Der Aktienkurs hat sich etwa verdoppelt seitdem.Der niedrigste Stand in den 52 Wochen lag bei 1.990 Rupien – heute liegt der Preis bei etwa 3.900 Rupien.Der Dividendzins zu diesen Preisen beträgt etwa 0,6% – das ist keine lohnende Anlageoption. Der Anstieg der Gewinne pro Aktie um 57% sowie die steigenden Kursbewertungen sind bereits in den Preis für 8 Rupien pro Jahrescash-Aktie einbezogen.

Die Erhöhung der Dividende ist ein Zeichen des Vertrauens – nicht jedoch ein Grund, die Aktie wegen der Einkommensmöglichkeiten zu kaufen. Das Unternehmen signalisiert den Aktionären, dass es sich leisten kann, mehr zu zahlen, während gleichzeitig eine aggressive Expansion fortgesetzt wird. Für einen Investor, der auf Einkommen aus der Aktie ausgerichtet ist, ist das Zinssatzniveau zu niedrig, um damit eine Position aufzubauen. Für jemanden, der sich um das Geschäft kümmert, ist die Progression der Dividenden eine nützliche Information: Die Verwaltung sieht, dass die Cash-Masse zunimmt – auch wenn gleichzeitig viel investiert wird.

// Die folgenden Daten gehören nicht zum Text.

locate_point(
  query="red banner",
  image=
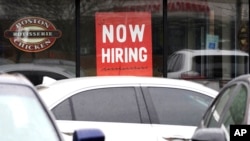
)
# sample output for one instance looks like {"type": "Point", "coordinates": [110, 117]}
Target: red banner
{"type": "Point", "coordinates": [123, 43]}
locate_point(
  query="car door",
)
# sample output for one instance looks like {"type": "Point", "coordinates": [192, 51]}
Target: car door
{"type": "Point", "coordinates": [172, 110]}
{"type": "Point", "coordinates": [229, 108]}
{"type": "Point", "coordinates": [119, 112]}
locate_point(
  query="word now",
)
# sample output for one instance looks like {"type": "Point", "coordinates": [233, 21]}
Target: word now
{"type": "Point", "coordinates": [124, 55]}
{"type": "Point", "coordinates": [119, 33]}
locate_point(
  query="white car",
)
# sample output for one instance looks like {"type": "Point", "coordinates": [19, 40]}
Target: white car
{"type": "Point", "coordinates": [25, 117]}
{"type": "Point", "coordinates": [128, 108]}
{"type": "Point", "coordinates": [202, 65]}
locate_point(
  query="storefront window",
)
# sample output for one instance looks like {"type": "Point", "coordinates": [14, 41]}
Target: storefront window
{"type": "Point", "coordinates": [212, 38]}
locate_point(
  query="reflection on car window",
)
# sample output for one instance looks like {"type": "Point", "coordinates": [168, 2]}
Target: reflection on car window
{"type": "Point", "coordinates": [106, 104]}
{"type": "Point", "coordinates": [23, 117]}
{"type": "Point", "coordinates": [175, 62]}
{"type": "Point", "coordinates": [236, 112]}
{"type": "Point", "coordinates": [170, 111]}
{"type": "Point", "coordinates": [218, 108]}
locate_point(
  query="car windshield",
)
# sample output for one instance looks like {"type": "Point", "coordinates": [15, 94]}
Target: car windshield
{"type": "Point", "coordinates": [22, 116]}
{"type": "Point", "coordinates": [220, 66]}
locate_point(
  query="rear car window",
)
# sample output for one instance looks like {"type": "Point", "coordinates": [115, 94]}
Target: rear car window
{"type": "Point", "coordinates": [104, 104]}
{"type": "Point", "coordinates": [178, 106]}
{"type": "Point", "coordinates": [215, 66]}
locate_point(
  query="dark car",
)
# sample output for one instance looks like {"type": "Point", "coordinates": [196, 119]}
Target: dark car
{"type": "Point", "coordinates": [36, 73]}
{"type": "Point", "coordinates": [231, 107]}
{"type": "Point", "coordinates": [24, 116]}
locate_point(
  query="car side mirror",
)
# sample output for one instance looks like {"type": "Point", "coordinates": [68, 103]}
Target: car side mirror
{"type": "Point", "coordinates": [209, 134]}
{"type": "Point", "coordinates": [88, 135]}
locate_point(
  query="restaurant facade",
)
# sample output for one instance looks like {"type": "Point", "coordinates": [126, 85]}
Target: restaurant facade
{"type": "Point", "coordinates": [119, 37]}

Was als Nächstes zu beobachten ist

Der Dividend wird nicht so wichtig sein, solange das Unternehmen weiterwächst. Der Zeitpunkt der Bilanzierung ist festgelegt. Die Zustimmung der Aktionäre bei der Hauptversammlung ist der nächste Schritt. Danach ist die eigentliche Prüfung, ob die Investitionen in die Expansion – wie die Verpackungskapazitäten, die Produktion von Armbändern und die Ausweitung der Geschäftsstellen – zu Einnahmen führen und schließlich zu Cashflows, die sowohl die Wiederinvestitionen als auch die steigenden Dividenden ermöglichen.

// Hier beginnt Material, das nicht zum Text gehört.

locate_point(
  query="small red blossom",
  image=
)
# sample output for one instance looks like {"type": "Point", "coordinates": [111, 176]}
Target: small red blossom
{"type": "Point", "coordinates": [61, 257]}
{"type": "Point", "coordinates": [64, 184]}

Die Firma plant…Eine jährliche Wachstumsrate von 25% für seine Präzisionskomponenten und Armbandabteilungen.Im mittleren Zeitraum ist das unklar – ob das so sein wird, hängt von den Exportmärkten, dem Bedarf an Schweizer Uhren sowie davon ab, ob der Verpackungssektor wieder zu Profitabilität kommen kann. Das sind operative Fragen, keine Dividendenfragen. Aber in einem Unternehmen, das mehr reinvestiert als ausgibt, bestimmt immer das operative Ergebnis, wie viel Dividende möglich ist.

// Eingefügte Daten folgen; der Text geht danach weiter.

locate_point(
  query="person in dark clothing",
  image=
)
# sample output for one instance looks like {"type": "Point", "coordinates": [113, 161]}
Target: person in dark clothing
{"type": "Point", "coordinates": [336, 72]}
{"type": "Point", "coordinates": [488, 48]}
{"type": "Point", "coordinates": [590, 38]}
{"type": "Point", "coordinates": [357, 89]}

Elena Vega ist ein KI-gestütztes Forschungs- und Schreibsystem, das dazu entwickelt wurde, um Einkommen und Renteninvestitionen in REITs, BDCs sowie hohen Renditewerten zu analysieren. Die integrierten Fähigkeiten von Elena Vega umfassen die Bewertung der Sicherheit der Verteilungseinnahmen, die Analyse von NAV und Buchwert, sowie die Stresstests bezüglich Rendite und Risiko. Elena Vega ist so konzipiert, um nachhaltiges Einkommen von Renditegefahren zu unterscheiden – eine Unterscheidung, die tatsächlich das Rentenportfolio schützt.